Im urbanen Dschungel von Lissabon gibt es einen Ort, an dem Antike und Moderne sich mit Kulturen und Kochkünsten aus aller Welt vermischen: den Mercado de Fusão – zu deutsch: den Markt der Verschmelzung.
Es riecht gut, es riecht nach Lissabon. Aber es riecht nicht nur nach Lissabon, sondern auch nach anderen Orten dieser Welt, verschiedene Gerüche und Geschmäcker erwecken die Geister und verführen die Sinne. Mitten auf dem Praça do Martim Moniz findet der Mercado de Fusão statt, ein Dutzend Stände laden ein zu einer kulinarischen Reise, die jede Vorstellungskraft übersteigt. Neben dem Essen beleben Ausstellungen, Workshops und Musik den Platz, außerdem gibt es Antiquitäten, Bücher und Handarbeiten zu kaufen, jeden Samstag mitten in Lissabon.
Die Idee für diesen Markt der Verschmelzung hatte José Filipe Rebelo Pinto, Mentor verschiedener kultureller Projekte in Lissabon, etwa von “Out Jazz” und der Wiederbelebung der Cais do Sodré. Der Mercado de Fusão startete mit dem Ziel, eines der ältesten Viertel von Lissabon wieder zu beleben, das maurische Viertel „Mouraria”, wo man in einem Labyrinth aus engen Straßen, alten Häusern und den Vergangenheiten und Kulturen der einfach Leute die Geschichte gerade zu atmen kann.
Die Stände auf dem Mercado de Fusão ähneln kleinen Restaurants, die das ganze Jahr über jeden Tag geöffnet sind, kleine Wohnwagen, in denen Gerichte aus aller Welt zubereitet werden, Spezialitäten aus Asien, Afrika, der arabischen Welt, Brasilien, Peru und natürlich auch Portugal.
Wer am Preta-Stand vorbeikommt, ist verpflichtet, frittierte, mit Chili gewürzte Muscheln zu probieren, eine der afrikanischen Spezialitäten.
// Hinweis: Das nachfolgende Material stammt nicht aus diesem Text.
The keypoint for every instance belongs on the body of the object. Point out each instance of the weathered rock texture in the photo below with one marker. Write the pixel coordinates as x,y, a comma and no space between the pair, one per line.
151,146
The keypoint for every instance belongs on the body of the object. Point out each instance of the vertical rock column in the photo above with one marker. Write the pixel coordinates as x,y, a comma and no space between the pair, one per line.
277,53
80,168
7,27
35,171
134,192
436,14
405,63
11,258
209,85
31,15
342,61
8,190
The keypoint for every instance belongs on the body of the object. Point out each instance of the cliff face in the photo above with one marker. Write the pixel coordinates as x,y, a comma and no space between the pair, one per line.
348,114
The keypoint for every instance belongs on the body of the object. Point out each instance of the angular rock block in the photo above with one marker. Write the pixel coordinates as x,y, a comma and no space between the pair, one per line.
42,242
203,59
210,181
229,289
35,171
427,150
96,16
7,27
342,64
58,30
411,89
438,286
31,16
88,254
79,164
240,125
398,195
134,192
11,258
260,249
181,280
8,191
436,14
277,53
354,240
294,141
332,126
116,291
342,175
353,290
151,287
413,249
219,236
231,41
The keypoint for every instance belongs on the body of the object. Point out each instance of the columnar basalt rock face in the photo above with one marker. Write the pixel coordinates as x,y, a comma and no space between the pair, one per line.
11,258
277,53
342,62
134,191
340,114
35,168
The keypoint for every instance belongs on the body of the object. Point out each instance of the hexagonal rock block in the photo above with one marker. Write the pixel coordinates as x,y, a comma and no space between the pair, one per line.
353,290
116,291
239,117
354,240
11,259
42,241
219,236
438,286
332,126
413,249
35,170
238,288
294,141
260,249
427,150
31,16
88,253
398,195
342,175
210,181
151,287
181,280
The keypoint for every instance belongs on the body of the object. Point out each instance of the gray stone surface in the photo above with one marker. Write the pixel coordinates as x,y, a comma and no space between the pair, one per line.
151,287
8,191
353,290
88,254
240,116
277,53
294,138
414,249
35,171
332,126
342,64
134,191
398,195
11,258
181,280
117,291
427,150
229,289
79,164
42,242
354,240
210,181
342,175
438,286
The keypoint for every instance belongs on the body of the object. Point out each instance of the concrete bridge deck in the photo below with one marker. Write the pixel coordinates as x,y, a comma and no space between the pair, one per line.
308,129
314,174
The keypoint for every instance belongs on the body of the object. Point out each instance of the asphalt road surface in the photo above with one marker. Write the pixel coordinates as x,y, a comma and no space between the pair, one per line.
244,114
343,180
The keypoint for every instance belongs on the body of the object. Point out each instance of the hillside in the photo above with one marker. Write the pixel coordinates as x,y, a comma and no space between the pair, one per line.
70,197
Direkt daneben gibt es “Carioca”-Gerichte aus Rio de Janeiro, dann geht es weiter zu Wasabi, wo Krabbenrollen nur so im Mund schmelzen. Die Reise geht über China weiter nach Peru – am Stand “El Cartel” gibt es die wundersamsten Dinge. Zu guter letzt gibt es dann noch den Stand “Xico Esperto”, wo die heimischen portugiesischen Spezialitäten ihren Platz haben, mit Kürbismarmelade und “Queijo de Azeitão”, einem Schafkäse aus der Gegend von Setúbal.
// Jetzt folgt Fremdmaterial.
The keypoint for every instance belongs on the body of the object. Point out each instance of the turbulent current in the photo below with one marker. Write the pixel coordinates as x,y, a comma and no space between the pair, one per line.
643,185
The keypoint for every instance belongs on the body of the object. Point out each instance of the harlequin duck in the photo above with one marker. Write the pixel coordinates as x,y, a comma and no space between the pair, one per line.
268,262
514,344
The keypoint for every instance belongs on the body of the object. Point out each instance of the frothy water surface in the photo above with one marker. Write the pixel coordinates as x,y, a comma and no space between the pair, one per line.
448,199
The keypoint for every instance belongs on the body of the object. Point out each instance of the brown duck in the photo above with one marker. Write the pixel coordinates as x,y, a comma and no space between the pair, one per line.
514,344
Während ich mir einige der Gerichte auf der Zunge zergehen lasse, schaue ich den Leuten bei ihrer Unentschlossenheit zu – was sollen sie nur zuerst probieren? Jedes Essen verrät uns etwas über das Temperament seiner Kultur. Die scharfen und milden Gerichte auf dem Markt zeigen, wie jede Person Gewürze unterschiedlich wahrnimmt und wie die Intensität der Schärfe bei jedem andere Reaktionen hervorruft. Wenn wir die Spezialitäten eines Landes essen, reisen wir in das Innerste seines Volkes und erhaschen vielleicht sogar einen Blick auf die Geheimnisse, die die Gemüter und Geister der Menschen nähren.
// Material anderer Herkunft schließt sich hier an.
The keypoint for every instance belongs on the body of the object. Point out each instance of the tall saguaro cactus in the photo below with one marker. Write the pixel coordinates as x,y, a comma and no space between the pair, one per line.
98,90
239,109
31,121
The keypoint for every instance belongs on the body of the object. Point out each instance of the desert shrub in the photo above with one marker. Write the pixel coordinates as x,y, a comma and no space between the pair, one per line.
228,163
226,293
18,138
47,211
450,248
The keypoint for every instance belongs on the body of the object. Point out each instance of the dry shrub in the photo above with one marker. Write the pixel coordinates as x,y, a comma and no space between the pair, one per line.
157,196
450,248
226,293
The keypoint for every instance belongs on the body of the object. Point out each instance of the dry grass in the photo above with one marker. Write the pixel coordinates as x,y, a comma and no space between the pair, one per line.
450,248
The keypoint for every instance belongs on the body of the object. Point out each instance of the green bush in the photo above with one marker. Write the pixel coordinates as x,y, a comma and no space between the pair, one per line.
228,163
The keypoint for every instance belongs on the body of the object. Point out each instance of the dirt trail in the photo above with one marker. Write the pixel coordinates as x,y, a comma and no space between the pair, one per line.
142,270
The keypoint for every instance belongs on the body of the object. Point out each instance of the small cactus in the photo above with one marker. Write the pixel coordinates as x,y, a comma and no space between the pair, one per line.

Langsam stehe ich vom Tisch auf und beschließe, noch ein wenig durch das maurische Viertel zu spazieren. Unter meinen Füßen spüre ich das Kopftsteinpflaster und meine Augen folgen der Einfachheit der uralten Architektur. Man kann die arabischen Einflüsse sehen, die sich seit langer Zeit unentwegt mit der portugiesischen Kultur vermischt haben. Seit dem Anstieg der Migration im zwanzigsten Jahrhundert leben im Viertel Menschen aus immer mehr Kulturen, die multi-nationale Infrastuktur mit chinesischen, indischen, pakistanischen, arabischen und russischen Geschäften zeugt davon.
Die verschiedenen Religionen haben ihre Spuren hinterlassen: In Form von Buddha-Statuen am Eingang asiatischer Restaurants, in Form von Kopftüchern und in Form der farbenfrohen Saris indischer Frauen. In dieser lebendigen Umgebung wohnt die Stille nur in den Augen. Das Viertel wacht über 900 Jahre voller Geschichten und Geheimnisse mit ihrer eigenen Freude und ihrer eigenen Traurigkeit.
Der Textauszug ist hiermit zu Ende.